Today, in our community and many others, there is no reasonable excuse not to afford a child a Yeshiva education. I can’t say that every school will accept a child, tuition free, even if that is what the parents’ finances dictate. However, there are schools that will. Many more will work out a financial plan, which couples some appropriate level of tuition payment by the parents with a scholarship. In our community, we have a charitable organization that, among other things, is dedicated to achieving this purpose and provides the financial assistance needed.

Of course, parents have to do their part, too. My parents almost never took a vacation and we didn’t go away to a hotel for the Holidays. The family also didn’t go out to eat in restaurants. Our education was the priority. Kids can help, as well. The dedication to shared values shown by our parents was infectious. Whatever free time we had was spent helping out in our parents’ grocery store, sharing in the chores at home or at part time jobs. Frankly we really didn’t go away to summer camp until we were able to work there.
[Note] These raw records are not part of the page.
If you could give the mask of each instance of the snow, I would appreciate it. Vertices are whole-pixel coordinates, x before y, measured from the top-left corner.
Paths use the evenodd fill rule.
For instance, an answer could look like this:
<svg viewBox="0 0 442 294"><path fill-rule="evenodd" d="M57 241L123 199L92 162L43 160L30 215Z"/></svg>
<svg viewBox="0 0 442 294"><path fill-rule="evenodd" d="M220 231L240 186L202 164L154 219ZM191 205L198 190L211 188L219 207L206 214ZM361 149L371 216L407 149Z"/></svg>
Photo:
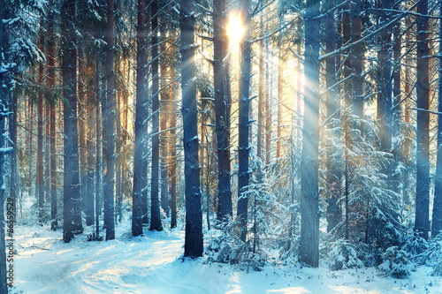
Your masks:
<svg viewBox="0 0 442 294"><path fill-rule="evenodd" d="M248 273L204 258L183 260L183 230L133 237L130 220L107 242L88 242L86 233L65 244L60 230L14 229L12 293L442 293L441 278L429 276L431 268L424 266L397 280L374 268L333 272L274 263Z"/></svg>

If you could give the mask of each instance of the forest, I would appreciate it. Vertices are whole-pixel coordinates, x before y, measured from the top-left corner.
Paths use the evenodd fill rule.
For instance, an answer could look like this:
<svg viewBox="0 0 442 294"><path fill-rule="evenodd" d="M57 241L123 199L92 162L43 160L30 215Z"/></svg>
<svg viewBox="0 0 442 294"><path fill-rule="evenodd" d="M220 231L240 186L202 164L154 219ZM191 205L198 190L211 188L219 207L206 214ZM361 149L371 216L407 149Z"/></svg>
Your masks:
<svg viewBox="0 0 442 294"><path fill-rule="evenodd" d="M304 293L146 283L218 266L442 293L442 1L0 0L0 294ZM153 269L88 282L95 260Z"/></svg>

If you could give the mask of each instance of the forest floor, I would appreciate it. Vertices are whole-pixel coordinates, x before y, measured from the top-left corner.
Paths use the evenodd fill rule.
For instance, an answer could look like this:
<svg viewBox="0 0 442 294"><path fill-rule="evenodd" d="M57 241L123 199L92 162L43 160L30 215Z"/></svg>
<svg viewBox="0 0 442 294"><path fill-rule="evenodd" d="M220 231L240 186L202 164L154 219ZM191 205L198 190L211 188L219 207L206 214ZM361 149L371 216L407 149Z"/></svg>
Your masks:
<svg viewBox="0 0 442 294"><path fill-rule="evenodd" d="M407 279L376 268L331 271L299 265L267 265L260 272L182 258L184 230L130 236L130 222L117 226L117 239L69 244L62 231L42 226L14 230L12 293L442 293L442 278L419 267Z"/></svg>

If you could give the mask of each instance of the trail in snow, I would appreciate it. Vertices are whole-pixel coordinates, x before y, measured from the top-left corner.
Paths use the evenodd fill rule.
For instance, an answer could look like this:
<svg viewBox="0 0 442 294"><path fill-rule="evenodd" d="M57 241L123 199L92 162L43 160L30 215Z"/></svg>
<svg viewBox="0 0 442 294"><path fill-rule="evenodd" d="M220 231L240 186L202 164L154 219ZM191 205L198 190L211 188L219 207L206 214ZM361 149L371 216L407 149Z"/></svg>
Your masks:
<svg viewBox="0 0 442 294"><path fill-rule="evenodd" d="M184 232L145 231L130 237L129 224L117 240L64 244L61 231L17 227L15 290L25 294L140 293L434 293L441 279L421 267L408 279L384 277L374 268L332 272L326 268L268 266L262 272L182 260ZM44 248L44 249L43 249Z"/></svg>

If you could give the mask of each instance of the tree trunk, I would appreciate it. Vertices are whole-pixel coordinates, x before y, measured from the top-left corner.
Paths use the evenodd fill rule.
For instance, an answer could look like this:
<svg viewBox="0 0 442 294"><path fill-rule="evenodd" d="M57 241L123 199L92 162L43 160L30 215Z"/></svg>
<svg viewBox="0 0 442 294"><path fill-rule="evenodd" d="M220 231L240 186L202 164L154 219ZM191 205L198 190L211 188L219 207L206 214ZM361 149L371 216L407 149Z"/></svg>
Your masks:
<svg viewBox="0 0 442 294"><path fill-rule="evenodd" d="M417 4L417 13L427 15L428 0L421 0ZM429 109L430 82L429 82L429 49L428 49L428 19L418 17L417 31L417 82L416 107ZM415 190L415 230L427 239L430 229L430 113L417 111L416 127L416 190Z"/></svg>
<svg viewBox="0 0 442 294"><path fill-rule="evenodd" d="M442 2L440 3L442 9ZM442 10L439 11L442 15ZM439 19L439 85L438 112L442 112L442 19ZM431 237L442 230L442 116L438 116L438 155L436 160L436 175L434 177L433 216Z"/></svg>
<svg viewBox="0 0 442 294"><path fill-rule="evenodd" d="M263 17L260 17L261 37L263 36ZM263 158L263 109L264 107L264 41L259 41L259 82L258 82L258 134L256 144L256 156Z"/></svg>
<svg viewBox="0 0 442 294"><path fill-rule="evenodd" d="M143 152L142 139L146 132L144 127L144 95L146 79L146 32L144 29L146 9L144 0L138 0L138 20L137 20L137 65L136 65L136 104L135 104L135 143L133 160L133 192L132 194L132 235L142 234L142 164Z"/></svg>
<svg viewBox="0 0 442 294"><path fill-rule="evenodd" d="M161 26L161 38L162 40L165 40L167 38L166 35L166 26L165 25ZM169 90L169 87L167 86L167 57L165 56L166 46L164 43L161 45L161 207L164 211L167 216L170 216L169 211L169 179L167 178L167 156L169 155L169 149L171 147L171 142L169 139L170 132L167 130L167 124L169 123L168 112L170 112L170 102L171 99L171 91Z"/></svg>
<svg viewBox="0 0 442 294"><path fill-rule="evenodd" d="M87 72L88 73L88 79L89 80L88 82L88 87L87 90L87 96L88 100L89 102L93 102L95 100L95 94L94 91L96 93L98 91L98 85L95 85L95 75L97 75L98 72L94 71L94 62L92 60L92 57L88 56L88 61L86 64L86 68L87 68ZM91 103L92 104L92 103ZM96 115L96 110L94 109L94 108L97 107L96 102L94 103L94 105L89 104L89 112L88 112L88 136L86 138L86 147L87 147L87 152L88 152L88 157L87 157L87 166L88 166L88 180L87 180L87 185L88 186L86 187L87 194L88 196L86 197L86 225L91 226L95 223L94 220L94 214L95 214L95 201L94 201L94 196L95 196L95 189L94 189L94 166L95 164L95 155L94 155L94 150L95 149L95 147L94 146L94 139L93 139L93 131L94 130L94 123L96 124L97 117L94 117ZM95 110L95 111L94 111ZM95 119L94 119L95 118Z"/></svg>
<svg viewBox="0 0 442 294"><path fill-rule="evenodd" d="M66 0L62 7L62 33L65 37L65 54L62 60L65 124L65 177L64 177L64 227L63 239L70 242L74 233L83 230L80 195L76 72L77 52L74 29L75 1Z"/></svg>
<svg viewBox="0 0 442 294"><path fill-rule="evenodd" d="M159 79L158 79L158 17L157 1L150 6L152 24L152 177L150 178L150 230L163 230L161 223L159 190Z"/></svg>
<svg viewBox="0 0 442 294"><path fill-rule="evenodd" d="M198 161L198 111L194 80L194 1L179 1L181 29L181 91L183 96L184 174L186 178L186 237L184 256L202 256L202 212Z"/></svg>
<svg viewBox="0 0 442 294"><path fill-rule="evenodd" d="M95 93L95 154L96 154L96 162L95 162L95 236L98 237L100 233L100 215L102 214L102 164L103 164L103 155L102 155L102 147L103 143L100 138L100 134L102 133L101 130L101 116L100 116L100 101L101 99L101 87L99 81L99 63L100 59L98 56L96 57L96 65L95 65L95 85L96 85L96 93Z"/></svg>
<svg viewBox="0 0 442 294"><path fill-rule="evenodd" d="M114 94L114 72L113 72L113 16L114 0L107 1L107 24L105 41L106 65L105 74L107 79L105 98L105 160L106 170L104 173L104 225L106 226L106 240L115 238L114 219L114 190L115 190L115 94Z"/></svg>
<svg viewBox="0 0 442 294"><path fill-rule="evenodd" d="M40 39L40 49L43 49L42 33ZM40 90L38 91L38 121L37 121L37 205L38 205L38 220L40 222L44 221L44 186L43 186L43 77L44 68L43 64L40 63L38 70L38 84Z"/></svg>
<svg viewBox="0 0 442 294"><path fill-rule="evenodd" d="M215 117L217 124L217 153L218 157L218 221L232 217L232 188L230 183L230 101L226 91L227 9L225 0L214 1L213 12L213 79L215 87ZM204 134L203 134L204 135ZM259 137L258 137L259 138Z"/></svg>
<svg viewBox="0 0 442 294"><path fill-rule="evenodd" d="M85 88L84 88L84 54L81 46L78 48L78 95L79 95L79 154L80 154L80 191L82 196L81 199L81 208L86 211L86 204L88 202L88 198L90 195L87 192L87 178L88 178L88 150L86 149L86 117L87 117L87 109L86 109L86 100L85 100ZM83 199L84 198L84 199Z"/></svg>
<svg viewBox="0 0 442 294"><path fill-rule="evenodd" d="M334 3L333 1L327 1L328 9L332 8ZM336 24L334 21L334 13L332 11L326 14L324 18L324 26L327 34L325 36L325 51L326 53L332 52L336 49ZM335 115L335 112L339 109L339 102L337 101L336 89L331 88L332 86L336 84L336 57L332 57L325 61L325 87L327 93L325 94L325 104L327 117L330 117ZM336 117L339 118L339 116ZM336 119L338 121L338 119ZM339 126L339 122L329 123L330 129L333 130ZM336 139L339 139L339 134L334 134ZM334 145L333 145L334 146ZM340 222L342 219L342 211L340 207L338 205L338 200L340 197L340 182L341 182L341 173L340 166L342 162L340 161L340 156L337 155L338 149L336 147L330 147L327 153L327 191L329 196L326 199L327 202L327 231L330 232L338 223Z"/></svg>
<svg viewBox="0 0 442 294"><path fill-rule="evenodd" d="M317 268L319 262L319 0L306 8L304 127L301 170L301 260Z"/></svg>
<svg viewBox="0 0 442 294"><path fill-rule="evenodd" d="M250 92L250 8L249 0L241 0L240 18L244 26L245 35L240 41L240 118L238 137L238 211L237 219L240 222L240 238L246 242L248 235L248 196L247 195L249 172L248 155L248 110ZM269 151L269 150L266 150Z"/></svg>
<svg viewBox="0 0 442 294"><path fill-rule="evenodd" d="M50 5L53 4L50 0ZM48 42L48 79L47 85L50 91L50 229L56 230L58 227L57 208L57 131L56 131L56 98L53 92L56 75L55 75L55 33L54 33L54 12L49 14L49 42Z"/></svg>

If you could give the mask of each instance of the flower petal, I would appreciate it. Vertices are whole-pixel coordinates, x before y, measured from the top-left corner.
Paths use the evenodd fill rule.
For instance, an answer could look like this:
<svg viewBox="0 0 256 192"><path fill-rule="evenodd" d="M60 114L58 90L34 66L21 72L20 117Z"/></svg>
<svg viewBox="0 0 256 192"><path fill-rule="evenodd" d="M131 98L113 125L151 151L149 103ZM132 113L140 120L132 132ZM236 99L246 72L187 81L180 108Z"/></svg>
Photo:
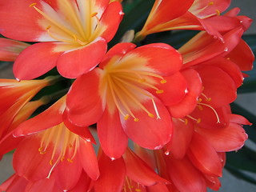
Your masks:
<svg viewBox="0 0 256 192"><path fill-rule="evenodd" d="M198 127L197 131L207 138L215 150L218 152L239 150L248 138L245 130L236 123L230 123L228 126L218 130Z"/></svg>
<svg viewBox="0 0 256 192"><path fill-rule="evenodd" d="M165 106L172 106L179 102L186 91L186 81L180 72L165 77L166 83L159 84L158 88L163 90L162 94L157 94ZM177 83L178 82L178 83Z"/></svg>
<svg viewBox="0 0 256 192"><path fill-rule="evenodd" d="M106 42L102 38L81 48L65 51L58 58L58 71L65 78L76 78L93 70L106 51Z"/></svg>
<svg viewBox="0 0 256 192"><path fill-rule="evenodd" d="M98 166L101 174L94 182L94 191L121 191L126 177L126 165L122 158L111 161L102 152Z"/></svg>
<svg viewBox="0 0 256 192"><path fill-rule="evenodd" d="M128 138L120 123L118 112L114 114L104 111L98 122L98 138L104 153L110 158L119 158L125 153Z"/></svg>
<svg viewBox="0 0 256 192"><path fill-rule="evenodd" d="M17 58L14 74L19 80L36 78L56 66L59 55L63 51L55 51L62 43L39 42L25 49Z"/></svg>
<svg viewBox="0 0 256 192"><path fill-rule="evenodd" d="M67 94L68 118L78 126L86 126L95 123L102 115L102 103L98 87L102 70L96 68L79 77Z"/></svg>
<svg viewBox="0 0 256 192"><path fill-rule="evenodd" d="M190 114L198 105L198 98L202 92L202 81L199 74L193 70L187 69L182 71L187 83L187 94L183 99L168 110L174 118L183 118Z"/></svg>
<svg viewBox="0 0 256 192"><path fill-rule="evenodd" d="M213 177L222 176L222 166L218 155L204 137L194 134L187 154L194 166L202 173Z"/></svg>
<svg viewBox="0 0 256 192"><path fill-rule="evenodd" d="M21 123L15 130L14 135L18 137L35 134L61 123L62 122L62 113L66 106L65 101L66 97L62 97L42 113Z"/></svg>
<svg viewBox="0 0 256 192"><path fill-rule="evenodd" d="M122 6L118 2L110 3L103 13L102 17L99 21L99 25L102 25L106 27L101 36L105 38L107 42L113 38L117 32L122 15Z"/></svg>
<svg viewBox="0 0 256 192"><path fill-rule="evenodd" d="M133 181L143 186L152 186L157 182L168 182L161 178L148 165L127 148L123 159L126 166L126 174Z"/></svg>
<svg viewBox="0 0 256 192"><path fill-rule="evenodd" d="M83 139L80 139L78 154L85 172L93 180L96 180L99 177L99 170L92 143Z"/></svg>
<svg viewBox="0 0 256 192"><path fill-rule="evenodd" d="M32 182L46 178L52 168L50 161L53 146L50 145L49 151L41 154L38 151L40 144L40 138L30 136L20 143L14 154L14 169L18 175Z"/></svg>
<svg viewBox="0 0 256 192"><path fill-rule="evenodd" d="M30 44L0 38L0 61L14 62L18 55Z"/></svg>
<svg viewBox="0 0 256 192"><path fill-rule="evenodd" d="M135 122L132 118L128 120L121 118L121 122L127 136L134 142L142 147L156 150L161 149L170 141L172 123L166 108L157 98L154 98L154 100L155 105L151 100L147 100L142 104L154 117L150 118L144 110L137 110L133 112L139 119L138 122ZM159 114L158 118L157 111Z"/></svg>
<svg viewBox="0 0 256 192"><path fill-rule="evenodd" d="M33 7L30 7L33 3L37 3L40 8L39 0L1 2L1 34L24 42L38 42L40 36L47 34L46 29L42 29L38 22L42 16Z"/></svg>
<svg viewBox="0 0 256 192"><path fill-rule="evenodd" d="M167 150L166 153L170 153L177 159L182 159L190 146L194 125L190 121L183 122L176 118L173 118L173 123L174 133L170 142L166 146Z"/></svg>
<svg viewBox="0 0 256 192"><path fill-rule="evenodd" d="M134 54L146 59L146 66L168 76L178 72L182 66L181 54L174 48L165 43L152 43L130 51L122 58Z"/></svg>
<svg viewBox="0 0 256 192"><path fill-rule="evenodd" d="M206 191L204 178L186 158L177 160L166 156L166 159L169 175L179 191Z"/></svg>
<svg viewBox="0 0 256 192"><path fill-rule="evenodd" d="M222 69L212 66L202 66L196 69L199 73L203 94L210 98L206 102L213 107L220 107L229 104L237 98L237 86L231 78ZM204 99L203 99L204 100Z"/></svg>

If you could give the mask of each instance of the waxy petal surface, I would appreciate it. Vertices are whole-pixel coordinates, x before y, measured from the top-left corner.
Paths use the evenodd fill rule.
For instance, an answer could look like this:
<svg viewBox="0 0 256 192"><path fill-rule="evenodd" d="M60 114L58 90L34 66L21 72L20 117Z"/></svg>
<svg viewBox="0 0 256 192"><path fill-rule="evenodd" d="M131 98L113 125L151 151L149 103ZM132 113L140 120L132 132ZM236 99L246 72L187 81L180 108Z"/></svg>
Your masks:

The key was focusing on the basics and a Yeshiva education is a fundamental part of a traditional Jewish upbringing. My wife and I are most grateful to our parents for giving us a Yeshiva education. We did the same for our children. Thank G-d, our children are doing so for their children, as well. It’s part of a tradition that has enabled the Jewish people to survive through all the trials and tribulations of the millennia. The Zohar[xiii] states that it is the voices of the children who study Torah, which saves the world. The Talmud[xiv] reports that even a generation bereft of saints is saved because of the children. We have a duty to teach them well and inform them by our example of proper conduct.

Do as I do; that’s a part of the real teaching formula and a hallmark of our religion. Bring your children to Synagogue and make them proud to be with you. They’ll make you proud and grateful to be with them.

May we all be blessed with a happy, healthy and sweet new year.

[i] The song is titled, The Greatest Love of All.

[ii] Deuteronomy 31:10-12.

[iii] Sota 7:8, appearing in the Babylonian Talmud, Tractate Sota, at page 41a.

[iv] Tosefta Sota 7:8, based on the description in II Chronicles 23.

[v] Deuteronomy 32:12.

[vi] Babylonian Talmud, Tractate Chagigah, at page 3a.

[vii] Hilchot Chagigah 3:6.

[viii] Part III, Chapter 46:12.

[ix] Babylonian Talmud, Tractate Pesachim, at page 109a.

[x] Deuteronomy 6:4-7.

[xi] Babylonian Talmud, Tractate Kiddushin, at page 29a.

[xii] Sefer HaMitzvot, Positive Commandment Number 11.

[xiii] 1:1b:3.

[xiv] Babylonian Talmud Tractate Shabbos, at page 33b.